How do you advertise this ?
Where have you been playing already that this is what you think usually happens ?

Re: Actual financial outlay for a session?

There are several sessions running for a long time in Philadelphia and the surrounding areas. I know for a fact that at least 2 of them pay the anchors (usually 2) $100 each as well as their drinks being comped. The musicians who come to play in addition to the anchors are also comped drinks (one pub puts a limit of 2 free drinks to each non-anchor musician). One of the pubs also gives the anchors a complimentary dinner from the regular menu which is a full dinner menu (not pub grub). The pubs I speak of here are both upscale restaurant/pubs with Irish-born owners with musical backgrounds who appreciate the sessions and will on occasion sit in to the sessions. The quality of the sessions is excellent, they are both welcoming to visiting musicans (and many "well-known" musicians often show up after gigs in the city to relax and share a few tunes) and the attendance at both is always strong. They are located about 20 miles apart, one in the center of the city and one in the suburbs. One is on a weekend afternoon and the other on a weeknight so there is obviously no competition between them. They draw musicians from all over the area, all ages, all instruments and all levels.

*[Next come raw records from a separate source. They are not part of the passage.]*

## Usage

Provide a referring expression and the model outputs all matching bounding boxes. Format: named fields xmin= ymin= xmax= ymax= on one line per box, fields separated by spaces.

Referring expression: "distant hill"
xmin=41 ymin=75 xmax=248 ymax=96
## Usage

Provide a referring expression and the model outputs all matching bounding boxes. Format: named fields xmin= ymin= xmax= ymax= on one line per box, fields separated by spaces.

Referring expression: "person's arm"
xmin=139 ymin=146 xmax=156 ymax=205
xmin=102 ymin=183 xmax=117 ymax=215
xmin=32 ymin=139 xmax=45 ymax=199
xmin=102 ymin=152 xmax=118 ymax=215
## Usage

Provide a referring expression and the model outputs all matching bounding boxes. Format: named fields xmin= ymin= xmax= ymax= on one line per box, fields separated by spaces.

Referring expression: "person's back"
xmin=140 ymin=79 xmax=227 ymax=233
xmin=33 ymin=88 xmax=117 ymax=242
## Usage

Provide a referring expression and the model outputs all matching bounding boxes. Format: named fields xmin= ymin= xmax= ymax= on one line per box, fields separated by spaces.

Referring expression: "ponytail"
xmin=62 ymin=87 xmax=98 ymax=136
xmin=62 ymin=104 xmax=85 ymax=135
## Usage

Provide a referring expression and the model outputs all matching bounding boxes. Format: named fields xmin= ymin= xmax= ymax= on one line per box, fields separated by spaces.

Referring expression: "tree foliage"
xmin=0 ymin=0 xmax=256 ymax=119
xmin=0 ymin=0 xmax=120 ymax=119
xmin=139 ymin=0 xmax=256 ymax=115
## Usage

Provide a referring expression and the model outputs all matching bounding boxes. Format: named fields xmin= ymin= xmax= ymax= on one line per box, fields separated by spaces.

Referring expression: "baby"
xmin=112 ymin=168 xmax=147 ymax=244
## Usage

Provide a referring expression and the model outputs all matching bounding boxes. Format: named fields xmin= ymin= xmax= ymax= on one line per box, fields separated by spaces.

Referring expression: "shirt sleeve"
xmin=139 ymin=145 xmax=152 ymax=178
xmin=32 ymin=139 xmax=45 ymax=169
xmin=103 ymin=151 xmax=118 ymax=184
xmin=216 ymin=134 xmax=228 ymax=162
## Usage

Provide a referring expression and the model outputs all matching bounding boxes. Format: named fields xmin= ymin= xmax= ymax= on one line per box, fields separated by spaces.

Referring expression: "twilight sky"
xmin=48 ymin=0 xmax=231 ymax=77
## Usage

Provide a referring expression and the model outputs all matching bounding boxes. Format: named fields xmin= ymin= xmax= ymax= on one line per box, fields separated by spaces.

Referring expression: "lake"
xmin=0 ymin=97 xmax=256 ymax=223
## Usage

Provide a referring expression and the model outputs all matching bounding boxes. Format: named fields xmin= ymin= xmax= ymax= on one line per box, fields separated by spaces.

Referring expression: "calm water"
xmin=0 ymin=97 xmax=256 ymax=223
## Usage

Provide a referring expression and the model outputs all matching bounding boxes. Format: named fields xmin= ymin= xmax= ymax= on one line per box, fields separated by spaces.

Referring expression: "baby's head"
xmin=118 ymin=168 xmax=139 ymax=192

I have heard that each of them has had visiting musicians who heard about said sessions from this website. One very important factor in their success is the consistency of the sessions in terms of quality. And they are true sessions with the interchange of tunes, the occasional song or recitation, an occasional set danced, spontaneous and unplanned. Neither of these would be considered a gig or a performance. To answer your question, I don’t think it is at all unreasonable to expect the anchors to be paid and the other musicians to be comped a reasonable amount of drink.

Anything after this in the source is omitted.